Abstract Search – Society for Epidemiologic Research

Big Data/Machine Learning/AI

Application of data imputation using a generative adversarial network Hayden L. Smith* Hayden Smith

Background: Data missingness is a common occurrence in medical research. Imputation is the process of filling in missing values using substitution. These values can be estimated with statistical models. Advances in generative machine learning provide additional methods, such as generative adversarial networks (GANs). These networks use two competing models (e.g., neural networks) to uncover underlying data structures and generate synthetic data. Objective: to present a basic process for imputing missing data using GAN architecture.

Methods: A version of the Framingham Heart Study dataset was used in this example and included age, sex, weight, diastolic BP, systolic BP, cholesterol, cigarettes per day, and mortality. A GAN was fit to create synthetic values for randomly removed data, using functions from Generative Adversarial Imputation Nets and PyTorch. Next, missing rates, sample sizes, and hyperparameters (i.e., alpha and learning rates) were varied to explore limits of the approach. Lastly, a mortality classification model was fit with varied amounts of imputed covariate data.

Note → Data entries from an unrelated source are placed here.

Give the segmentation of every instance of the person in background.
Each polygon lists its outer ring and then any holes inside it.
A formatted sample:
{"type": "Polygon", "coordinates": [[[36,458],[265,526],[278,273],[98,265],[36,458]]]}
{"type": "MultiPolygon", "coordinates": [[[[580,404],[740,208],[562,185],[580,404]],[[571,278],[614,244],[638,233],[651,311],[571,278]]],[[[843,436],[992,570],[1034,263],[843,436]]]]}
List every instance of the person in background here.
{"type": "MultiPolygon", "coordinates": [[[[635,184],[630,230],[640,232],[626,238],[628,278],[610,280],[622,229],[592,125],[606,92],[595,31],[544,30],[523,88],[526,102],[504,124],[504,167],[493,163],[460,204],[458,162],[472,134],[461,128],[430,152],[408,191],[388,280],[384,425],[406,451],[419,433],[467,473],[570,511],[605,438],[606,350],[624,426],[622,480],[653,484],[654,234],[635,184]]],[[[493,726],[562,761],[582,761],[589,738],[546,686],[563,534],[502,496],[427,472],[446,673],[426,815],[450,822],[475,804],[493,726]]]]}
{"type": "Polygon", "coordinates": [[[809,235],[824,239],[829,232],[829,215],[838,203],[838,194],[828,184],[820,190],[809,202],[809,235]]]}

Results: The sample included 5000 complete case observations. After randomly removing data from the sample, GAN-based imputation was performed with results and model specifics presented in the Figure. When varying sample size from 0.1 to 0.7, RMSE changed from 0.26 to 0.23. When altering missing rate from 0.2 to 0.8, RMSE changed from 0.25 to 0.30. Adjusting alpha from 0 to 15, RMSE reduced from 0.45 to 0.25 and changing learning rate from 0.1 to 0.01 resulted in a RMSE change from 0.28 to 0.24. Lastly, when altering missingness from 0.0 to 0.9, the mortality classification AUROC went from 0.66 to 0.58.

Conclusions: The presented process can be used to impute synthetic data and repeated to conduct multiple imputation. The process can be computationally intensive. Further analyses should examine GAN utility in different scenarios and include comparative analytics with other approaches.